Mas em primeiro lugar, dirá alguém, será exacto que o romance de Tristão é um mito? E, nesse caso, tentar analisá-lo não será destruir o seu encanto? Já não acreditamos que mito seja sinónimo de irrealidade ou de ilusão. Demasiados mitos manifestam entre nós uma força demasiado incontestável. Mas o abuso que se faz da palavra obriga a redefini-la. Poderia dizer-se, duma maneira geral, que o mito é uma história, uma fábula simbólica, simples e impressionante, que resume um número infinito de situações mais ou menos análogas. O mito permite apreender instantaneamente certos tipos de relações constantes e destacá-las da confusão das aparências quotidianas. Num sentido mais restrito, os mitos traduzem as regras de conduta de um grupo social ou religioso. Procedem, portanto, do elemento sagrado à volta do qual se constituiu o grupo (narrativas simbólicas da vida e da morte dos deuses, lendas que explicam os sacrifícios ou a origem dos tabus, etc.). Frequentemente se notou já que um mito não tem autor.

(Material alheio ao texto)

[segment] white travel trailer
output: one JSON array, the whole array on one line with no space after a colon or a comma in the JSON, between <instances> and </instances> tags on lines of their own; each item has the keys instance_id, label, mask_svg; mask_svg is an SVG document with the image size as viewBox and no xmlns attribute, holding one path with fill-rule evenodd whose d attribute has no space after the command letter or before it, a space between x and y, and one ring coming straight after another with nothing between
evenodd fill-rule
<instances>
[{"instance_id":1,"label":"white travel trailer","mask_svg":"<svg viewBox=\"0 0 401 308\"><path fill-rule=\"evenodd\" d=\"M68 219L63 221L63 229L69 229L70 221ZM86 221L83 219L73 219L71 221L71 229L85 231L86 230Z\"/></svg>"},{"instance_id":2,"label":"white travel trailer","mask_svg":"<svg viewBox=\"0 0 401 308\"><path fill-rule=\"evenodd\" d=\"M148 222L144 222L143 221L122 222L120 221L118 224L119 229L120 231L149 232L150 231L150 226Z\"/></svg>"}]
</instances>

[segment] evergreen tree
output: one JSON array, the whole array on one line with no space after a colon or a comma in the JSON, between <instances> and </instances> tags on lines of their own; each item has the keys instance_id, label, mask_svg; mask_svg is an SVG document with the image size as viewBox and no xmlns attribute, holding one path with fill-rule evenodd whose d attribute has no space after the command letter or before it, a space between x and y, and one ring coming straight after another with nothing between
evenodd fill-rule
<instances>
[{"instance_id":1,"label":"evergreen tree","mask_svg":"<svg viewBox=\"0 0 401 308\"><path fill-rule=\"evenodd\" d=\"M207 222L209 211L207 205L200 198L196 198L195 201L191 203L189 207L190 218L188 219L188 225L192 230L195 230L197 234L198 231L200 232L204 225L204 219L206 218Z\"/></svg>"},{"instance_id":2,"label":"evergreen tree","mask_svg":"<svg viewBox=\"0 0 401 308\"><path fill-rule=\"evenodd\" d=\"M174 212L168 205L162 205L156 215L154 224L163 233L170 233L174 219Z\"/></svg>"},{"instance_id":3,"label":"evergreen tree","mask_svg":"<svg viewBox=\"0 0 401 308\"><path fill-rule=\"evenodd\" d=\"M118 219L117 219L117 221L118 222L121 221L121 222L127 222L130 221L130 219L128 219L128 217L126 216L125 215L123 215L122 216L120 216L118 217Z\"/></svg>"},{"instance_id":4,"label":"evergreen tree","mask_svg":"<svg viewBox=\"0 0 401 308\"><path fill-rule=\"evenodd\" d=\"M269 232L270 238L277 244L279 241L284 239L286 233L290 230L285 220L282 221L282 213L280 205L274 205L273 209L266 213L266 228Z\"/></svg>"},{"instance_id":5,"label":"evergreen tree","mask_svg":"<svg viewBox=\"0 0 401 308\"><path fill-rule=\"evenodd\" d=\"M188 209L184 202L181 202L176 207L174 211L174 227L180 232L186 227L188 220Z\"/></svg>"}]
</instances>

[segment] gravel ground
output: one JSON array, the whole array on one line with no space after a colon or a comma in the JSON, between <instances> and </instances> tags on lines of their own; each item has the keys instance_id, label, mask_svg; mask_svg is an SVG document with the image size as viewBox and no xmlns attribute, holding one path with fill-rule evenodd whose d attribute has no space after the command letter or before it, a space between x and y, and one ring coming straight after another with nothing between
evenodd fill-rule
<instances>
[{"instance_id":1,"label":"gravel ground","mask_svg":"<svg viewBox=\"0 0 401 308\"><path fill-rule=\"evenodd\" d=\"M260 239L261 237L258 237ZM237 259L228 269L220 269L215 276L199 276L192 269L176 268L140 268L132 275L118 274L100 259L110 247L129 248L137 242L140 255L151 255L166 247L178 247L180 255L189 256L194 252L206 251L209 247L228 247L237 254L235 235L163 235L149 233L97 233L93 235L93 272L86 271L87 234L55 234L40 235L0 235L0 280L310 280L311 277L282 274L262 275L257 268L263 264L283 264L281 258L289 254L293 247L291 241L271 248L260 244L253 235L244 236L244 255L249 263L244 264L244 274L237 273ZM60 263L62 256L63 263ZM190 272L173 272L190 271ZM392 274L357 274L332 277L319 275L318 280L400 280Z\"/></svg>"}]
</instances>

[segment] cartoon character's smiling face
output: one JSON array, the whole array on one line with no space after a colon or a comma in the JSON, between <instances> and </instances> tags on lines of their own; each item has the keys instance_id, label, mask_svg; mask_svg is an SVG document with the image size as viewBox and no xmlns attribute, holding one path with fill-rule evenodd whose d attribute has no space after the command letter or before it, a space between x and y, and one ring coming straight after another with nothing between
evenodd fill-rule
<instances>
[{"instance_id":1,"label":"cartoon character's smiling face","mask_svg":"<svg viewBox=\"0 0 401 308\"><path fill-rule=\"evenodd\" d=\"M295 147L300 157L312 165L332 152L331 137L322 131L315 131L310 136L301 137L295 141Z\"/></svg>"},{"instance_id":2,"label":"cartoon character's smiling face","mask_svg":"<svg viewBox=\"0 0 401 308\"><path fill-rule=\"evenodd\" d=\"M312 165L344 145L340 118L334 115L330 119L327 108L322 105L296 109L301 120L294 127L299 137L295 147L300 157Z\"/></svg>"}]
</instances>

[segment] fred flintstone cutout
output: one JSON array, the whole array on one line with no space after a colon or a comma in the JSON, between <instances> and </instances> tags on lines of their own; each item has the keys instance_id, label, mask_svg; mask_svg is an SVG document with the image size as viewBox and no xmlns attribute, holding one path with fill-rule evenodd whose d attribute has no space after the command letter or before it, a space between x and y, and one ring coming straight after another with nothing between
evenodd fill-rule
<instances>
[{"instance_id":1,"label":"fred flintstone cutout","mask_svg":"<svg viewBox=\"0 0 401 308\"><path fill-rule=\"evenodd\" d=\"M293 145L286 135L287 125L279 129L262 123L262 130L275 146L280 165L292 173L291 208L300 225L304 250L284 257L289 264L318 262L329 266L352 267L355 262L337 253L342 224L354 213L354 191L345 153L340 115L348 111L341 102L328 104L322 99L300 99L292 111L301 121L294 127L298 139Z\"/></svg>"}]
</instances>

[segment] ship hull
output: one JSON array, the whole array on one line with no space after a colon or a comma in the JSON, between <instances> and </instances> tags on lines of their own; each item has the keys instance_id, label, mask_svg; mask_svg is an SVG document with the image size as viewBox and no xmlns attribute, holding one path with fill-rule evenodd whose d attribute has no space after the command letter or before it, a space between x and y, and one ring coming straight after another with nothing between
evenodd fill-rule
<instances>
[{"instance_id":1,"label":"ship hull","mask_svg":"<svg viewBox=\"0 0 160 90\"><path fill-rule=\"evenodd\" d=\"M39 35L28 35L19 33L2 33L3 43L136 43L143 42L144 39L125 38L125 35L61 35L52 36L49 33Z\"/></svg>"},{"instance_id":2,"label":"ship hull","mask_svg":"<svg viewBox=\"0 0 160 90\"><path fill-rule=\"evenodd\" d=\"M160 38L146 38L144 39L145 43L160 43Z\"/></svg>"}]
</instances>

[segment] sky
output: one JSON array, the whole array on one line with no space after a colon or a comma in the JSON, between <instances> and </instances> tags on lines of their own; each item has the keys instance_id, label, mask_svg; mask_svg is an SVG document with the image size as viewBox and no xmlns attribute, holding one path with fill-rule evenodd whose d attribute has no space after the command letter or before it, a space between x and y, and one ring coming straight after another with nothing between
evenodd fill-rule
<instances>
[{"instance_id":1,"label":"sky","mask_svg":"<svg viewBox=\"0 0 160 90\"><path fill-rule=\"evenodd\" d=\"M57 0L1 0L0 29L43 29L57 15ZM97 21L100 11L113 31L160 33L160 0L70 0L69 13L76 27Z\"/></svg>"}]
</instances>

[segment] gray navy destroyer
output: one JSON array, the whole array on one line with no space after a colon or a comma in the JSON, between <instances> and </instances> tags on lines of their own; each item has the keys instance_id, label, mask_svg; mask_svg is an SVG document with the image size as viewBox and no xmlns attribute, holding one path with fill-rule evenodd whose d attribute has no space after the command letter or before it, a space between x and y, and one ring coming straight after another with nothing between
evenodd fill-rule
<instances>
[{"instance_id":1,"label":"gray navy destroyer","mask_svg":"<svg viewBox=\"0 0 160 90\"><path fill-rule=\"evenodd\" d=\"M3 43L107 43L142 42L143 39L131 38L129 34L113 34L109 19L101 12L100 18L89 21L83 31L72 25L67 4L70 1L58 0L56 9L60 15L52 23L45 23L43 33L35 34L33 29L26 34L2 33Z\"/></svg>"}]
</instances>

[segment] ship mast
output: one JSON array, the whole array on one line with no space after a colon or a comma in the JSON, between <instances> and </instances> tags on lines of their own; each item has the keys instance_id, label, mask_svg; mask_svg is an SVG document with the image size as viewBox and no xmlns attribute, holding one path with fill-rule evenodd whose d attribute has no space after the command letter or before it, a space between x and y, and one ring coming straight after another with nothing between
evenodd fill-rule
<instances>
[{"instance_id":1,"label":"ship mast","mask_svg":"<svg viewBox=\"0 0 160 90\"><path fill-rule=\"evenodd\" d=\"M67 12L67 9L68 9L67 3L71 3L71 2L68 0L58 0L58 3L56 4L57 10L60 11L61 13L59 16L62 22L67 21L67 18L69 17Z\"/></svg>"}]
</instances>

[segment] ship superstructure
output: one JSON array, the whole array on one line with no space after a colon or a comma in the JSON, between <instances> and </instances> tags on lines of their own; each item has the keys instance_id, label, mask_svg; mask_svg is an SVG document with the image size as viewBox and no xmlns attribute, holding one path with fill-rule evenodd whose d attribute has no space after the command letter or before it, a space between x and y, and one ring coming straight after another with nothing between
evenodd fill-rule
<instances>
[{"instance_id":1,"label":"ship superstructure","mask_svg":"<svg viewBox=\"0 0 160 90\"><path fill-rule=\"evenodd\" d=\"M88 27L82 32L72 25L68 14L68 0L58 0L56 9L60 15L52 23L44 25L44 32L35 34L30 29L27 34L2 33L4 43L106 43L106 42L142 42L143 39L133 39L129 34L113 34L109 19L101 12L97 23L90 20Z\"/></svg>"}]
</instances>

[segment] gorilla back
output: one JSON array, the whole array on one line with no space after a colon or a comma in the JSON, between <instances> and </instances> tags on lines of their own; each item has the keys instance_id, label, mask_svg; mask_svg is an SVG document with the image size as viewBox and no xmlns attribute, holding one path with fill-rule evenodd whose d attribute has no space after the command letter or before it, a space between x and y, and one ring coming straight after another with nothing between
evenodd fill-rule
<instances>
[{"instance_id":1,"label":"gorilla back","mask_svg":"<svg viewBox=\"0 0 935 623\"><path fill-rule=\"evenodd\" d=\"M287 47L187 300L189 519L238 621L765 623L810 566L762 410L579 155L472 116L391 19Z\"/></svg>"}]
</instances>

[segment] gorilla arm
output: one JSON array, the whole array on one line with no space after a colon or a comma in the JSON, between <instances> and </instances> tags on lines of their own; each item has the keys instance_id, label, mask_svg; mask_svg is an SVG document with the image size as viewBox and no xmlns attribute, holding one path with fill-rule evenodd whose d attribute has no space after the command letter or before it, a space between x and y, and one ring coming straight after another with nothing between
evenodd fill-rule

A sua origem tem de ser obscura.  E o seu próprio sentido o é, em parte. Apresenta-se como a expressão anónima de realidades colectivas ou, mais exactamente, comuns. A obra de arte, poema, conto ou romance, distingue-se portanto radicalmente do mito. O seu valor não procede, com efeito, senão do talento do seu criador. O que importa nela é justamente o que não importa no caso do mito: a sua beleza, a sua verosimilhança e todas as suas qualidades de êxito singular (originalidade, habilidade, estilo, etc.).
Mas o carácter mais profundo do mito é o poder que ele tem sobre nós, em geral involuntariamente. O que faz com que uma história, um acontecimento ou mesmo uma personagem se tornem mitos é precisamente esse domínio que exercem sobre nós, não desejado. Uma obra de arte, como tal, não tem a bem dizer um poder de coacção sobre o público. Por bela e poderosa que seja, podemos sempre criticá-la, ou apreciá-la por razões individuais. O mesmo não pode dizer-se do mito: o seu enunciado desarma toda a crítica, reduz ao silêncio a razão, ou, pelo menos, torna-a ineficaz. Ora eu proponho-me encarar o Tristão, não como obra literária, mas como tipo das relações do homem e da mulher num dado grupo histórico: a elite social, a sociedade cortês e imbuída de cavalaria dos séculos XII e XIII. Este grupo, a bem dizer, dissolveu-se há muito tempo. Contudo, as suas leis são ainda as nossas, duma maneira secreta e difusa. Profanadas e renegadas pelos nossos códigos oficiais, tornaram-se tanto mais coercivas quanto já só têm poder sobre os nossos sonhos». In Denis de Rougemont. L’Amour et l’Occident, Librarie Plon, 1938, O Amor e o Ocidente, Vega, Lisboa, 1956.